Je vous dis simplement ceci. En politique internationale, la définition des faits, de l’agresseur et de l’agressé ne sont pas toujours aussi clairs que l’on prétend. D’ailleurs, c’est aussi très souvent une question d’interprétation. Comme je l’ai dit, plus nous pouvons nous appuyer sur des principes internationaux, comme l’a expliqué le rapporteur de la Commission, et plus l’acceptation de ces principes internationaux est forte, plus nous serons protégés nous aussi.
Si vous commencez à soutenir un tel cadre juridique nous permettant de confisquer les fonds d’autres Etats, vous n’excluez pas l’événtualité d’être accusé par quelqu’un d’avoir commis une mauvaise action et qu’il serait donc justifié de confisquer nos fonds.

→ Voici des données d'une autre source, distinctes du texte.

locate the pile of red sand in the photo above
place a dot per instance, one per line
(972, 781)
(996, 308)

Cela dit, j’ajoute ceci. Nous sommes certes particulièrement concernés par l’attaque de la Russie contre l’Ukraine – moi aussi – mais il y existe encore des centaines d’autres conflits où quelqu’un a attaqué quelqu’un d’autre. A nous donc d’alors nous demander chaque fois si nous voulons à nouveau prélever des fonds. Je n’ai rien contre le fait que le Conseil fédéral réfléchisse à la manière dont on pourrait le faire. J’appelle simplement à la prudence et vous recommande donc – à contrecœur – de rejeter la motion. Je dis à contrecœur, car je sais pertinemment que les journalistes viendront aussitôt me poser la question: ‹Monsieur Jositsch, pourquoi ne voulez-vous pas aider l’Ukraine?› Pourtant, il ne relève pas de notre tâche principale de nous sentir à l’aise, mais d’assumer une certaine responsabilité et d’essayer un peu de faire de la politique et de la législation à long terme et de ne pas courir après chaque balle comme un jeune chat. Ce n’est pas parce que les journalistes écrivent maintenant qu’il faut agir que nous devons le faire. En effet dans un an peut-être, nous ferons le contraire parce que nous nous rendrons compte que cela n’avait pas été aussi pertinent. Par contre, précisément dans cette salle du Conseil des Etats, il est nécessaire d’observer une certaine retenue. C’est donc ainsi que je vous recommande, le cœur lourd, de rejeter ces motions.»